Yes, I know; that most basic kind of ‘truth’ isn’t what people mean. And obviously it’s reasonable that they should apply the word in some kind of specialized sense to mean something slightly different; but it’s very hard to get anyone to pin down exactly what they do mean. It never seemed very productive, explaining what poetry is by invoking a common word to mean something vaguely and indefinably other than what it normally means.
It was frustration at that kind of waffly, hand-wavy traditional approach to the questions of what literature is, and how it works, that lead me to take a course in critical theory when I was at university, in the hope that one of those philosophers or theorists would have come up with a more rigorous and precise language for discussing literature. Instead I just encountered a whole different set of irritatingly bad arguments which I was equally impatient with.
But recently, and somewhat reluctantly, I’ve become more sympathetic to the idea of poetic ‘truth’. And that’s because sometimes, when I’m trying to write a poem, I’ll come up with, let’s say, an ending for a poem; and it’s the best I’ve got, and it works as a way of ending the poem, and I may settle on it, but it just niggles away at me because in some indefinable way it’s not right. Not that there’s anything technically wrong with it, but in some way it’s just not [something]. And the best word I can come up with to end that sentence is ‘true’.
So what do I mean when I say that? Well, that’s the difficulty. I spent some time thinking about it while I was looking for wrynecks on Crete, and came up with all sorts of shades of meaning for ‘true’; ways that something can be ‘true’ without being an accurate account of a specific thing that happened. It can be true to the way the universe works, or how the poet sees the universe, or to the kind of universe the writer wants to project in the poem; or say something true via a metaphor, or accurately convey what the poet wants it to convey. And to get into even murkier waters, it can be morally true or emotionally true, although I’m not sure those concepts are much more informative than ‘poetic truth’ was in the first place. And, to quote myself, it can be ‘true, not like an axiom, but like a bell’; soundly constructed so that all the parts work together as a greater whole. And all these overlapping kinds of truth seem relevant without any of them being the answer.

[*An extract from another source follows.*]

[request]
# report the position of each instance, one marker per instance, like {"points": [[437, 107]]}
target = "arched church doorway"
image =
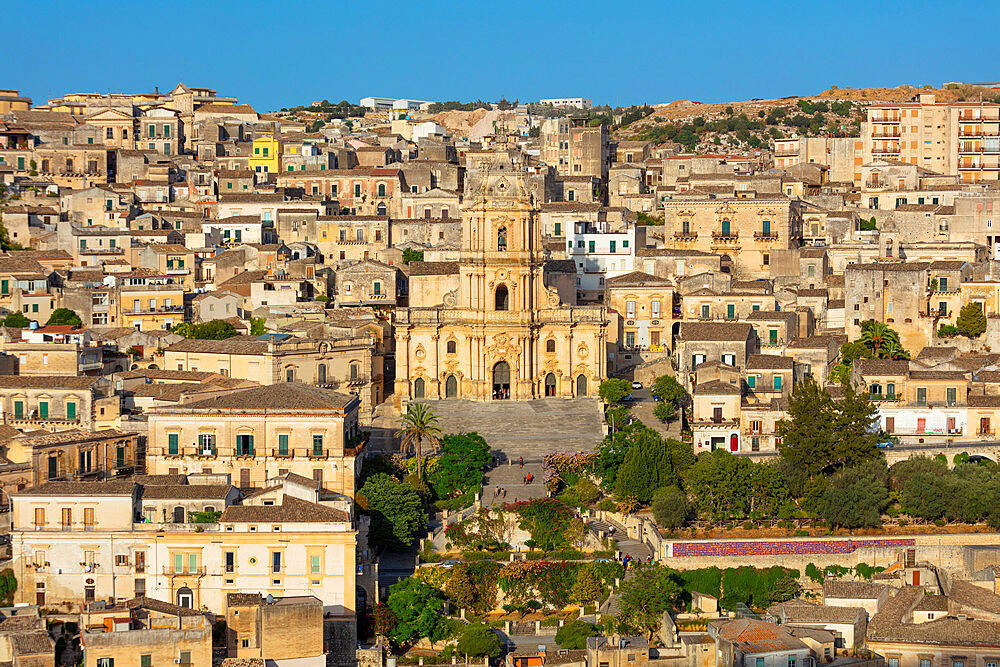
{"points": [[501, 381]]}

All of which seems frustratingly inadequate. Perhaps the problem is that one word is being made to do too much work; that we need not one alternative word but several. Or perhaps the traditional tools of philosophy are inadequate, and if we are ever going to gain a deeper understanding of how poetry works it will be from a deeper understanding of how the brain works, and not from worrying away at definitions of truth. And perhaps my time would be more productively spent reading and writing poetry anyway.